CTA deployment meeting

Europe/Zurich
600/R-001 (CERN)

600/R-001

CERN

15
Show room on map
Michael Davis (CERN)

Some notes from one or two previous meetings.

ALICE Post-migration

  • David configured the ALICE probe to not affect SLS until it is reporting correctly (#105 and #666).
  • Implicit Prepare is implemented as a separate workflow event in EOS. It can be configured on or off.
  • Garbage Collector requires the fix to EOS space reporting. The rate is fast enough, to be re-tested in production. (#905)
  • We need to re-test ALICE instance with >1,000 clients (Latchezar said 10,000)

Repack To Do

Remove "superseded" files in favour of the recycle bin (*).

This is a simplification: instead of two ways of handling deleted and repacked files, we settle on one mechanism, the recycle bin. "Superseded" should be removed.

Files in the recycle bin will not appear in tape listings using the normal tools ("cta-admin tapefile ls" etc.) and there will be no option to list them.

This task includes a separate operator tools to list files in the recycle bin and to delete them. (Q. Should operators be able to manually delete files from the recycle bin or should this be done automatically when tapes are reclaimed?)

In future we will want a tool to allow reinjection of deleted files from the recycle bin, but this is not an immediate priority, as it can be done manually by a developer if necessary.
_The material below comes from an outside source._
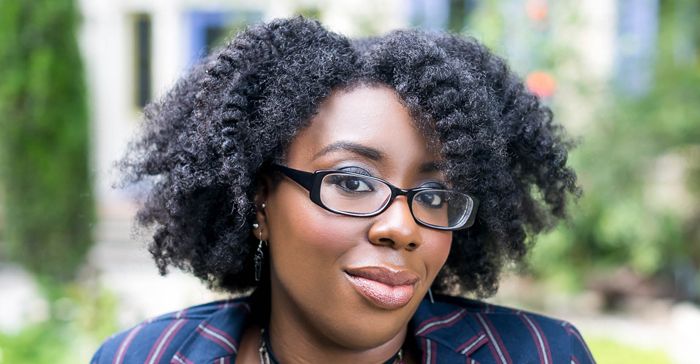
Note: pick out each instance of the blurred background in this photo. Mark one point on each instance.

We will develop the tool when the need arises.

Investigate if we can run a separate repack instance sharing the same catalogue.

There are a number of problems caused by mixing repack with normal operations, because there is no separation of repack queues from the normal retrieve queues. It would be a big development effort to add separate repack queues.

An alternative proposal is to run a separate repack instance, which has its own object store and dedicated tape drives. Only the catalogue and the tapes would need to be shared with the "main" production CTA instance.

This proposal needs to be investigated to confirm it is feasible, to propose a solution to contention for tapes between the main instance and repack instance, and to identify any other problems that may arise.

There are minutes attached to this event. Show them.
    • 14:00 14:10
      ALICE Post-migration 10m
      • Namespace reconciliation: Michael provided Latchezar & Costin with list of 10,965 files in /alice/raw/global which are not in CTA.
      • Instance full and garbage collector status (see #905)
      • Implicit prepare: deployed in production (v3.1-8). How will it be tested?
      • ALICE probe status (#105 and #666).
    • 14:10 14:20
      Getting CMS into Production 10m

      TO DO

      • Reconciliation Rucio ←→ CTA
      • Test EOS Backup (Elvin's daemon and user backup tools on EOS CMS) (#113)
      • Repack tapes in cms_user (following list in CASTOR /user directories split across multiple file classes). Not a blocker if this is not finished prior to migration, we could remove tapes needing to be repacked from r_cms_user and migrate them after repack.
      • Test archive monitoring (either FTS or homebrew using xrdfs query prepare)
      • OTGs: CASTOR and CTA

      Schedule

      • 9 Nov 2020: Pre-MWGR end-to-end functional "replay" tests at T0 will be done with CASTOR
      • 18 Nov 2020: MWGR#4 will be done with CASTOR
      • w/c 23 Nov 2020 Put CASTOR CMS into recall-only mode
      • 30 Nov 2020: Migrate to CTA
      • 07 Dec 2020: CMS in production
      • End Dec 2020? : CMS retires PhEDEx
    • 14:20 14:30
      Getting LHCb into Production 10m
      • See Putting EOSCTALHCB into Production (CodiMD)
      • Successful 200TB test with 10 tape drives and one buffer server for 2.5GB/s of constant archival throughput.
      • Successful transfer using Dirac to move a file from EOS to Gridka via HTTP (FTS monitoring)!

      TO DO/Schedule

      • Mon 2 Nov : 200 TB recall test
      • Wed 4 Nov : IT/LHCb meeting
      • Test HTTP TPC with CTA (FTS multi-hop with one "hop" as QoS change, one hop as the transfer) to be agreed with Christophe
      • DAQ test : waiting for network connectivity
    • 14:30 14:40
      Getting PUBLIC into Production 10m

      COMPASS

      • Metadata check checksum bulk query: they will do it the slow way for now
      • Wed 4 Nov 2020 : DAQ tests on CTA.
      • EOSCTA instance for these tests, see #69 COMPASS tests on EOSCTAPUBLIC PPS

      NA62

      • NA62 offline integration: Vova has created the VM with AFS+EOS to allow the tests to proceed
      • NA62 has been migrated onto EOSCTA PPS (#72)
      • w/c 9 Nov : NA62 recall tests (30 TB) on EOSCTA PPS

      AMS

      • Meeting with AMS took place 29/09/2020
      • They are busy with SLC6 → CC7 migration and have no time to test CTA

      NA61/SHINE

      • Tue 3 Nov : NA61 TDAQ Upgrade Meeting

      Identifying hot/cold data

      • Vova is looking at CASTOR logfiles to try and build a profile of when data was last accessed and by whom.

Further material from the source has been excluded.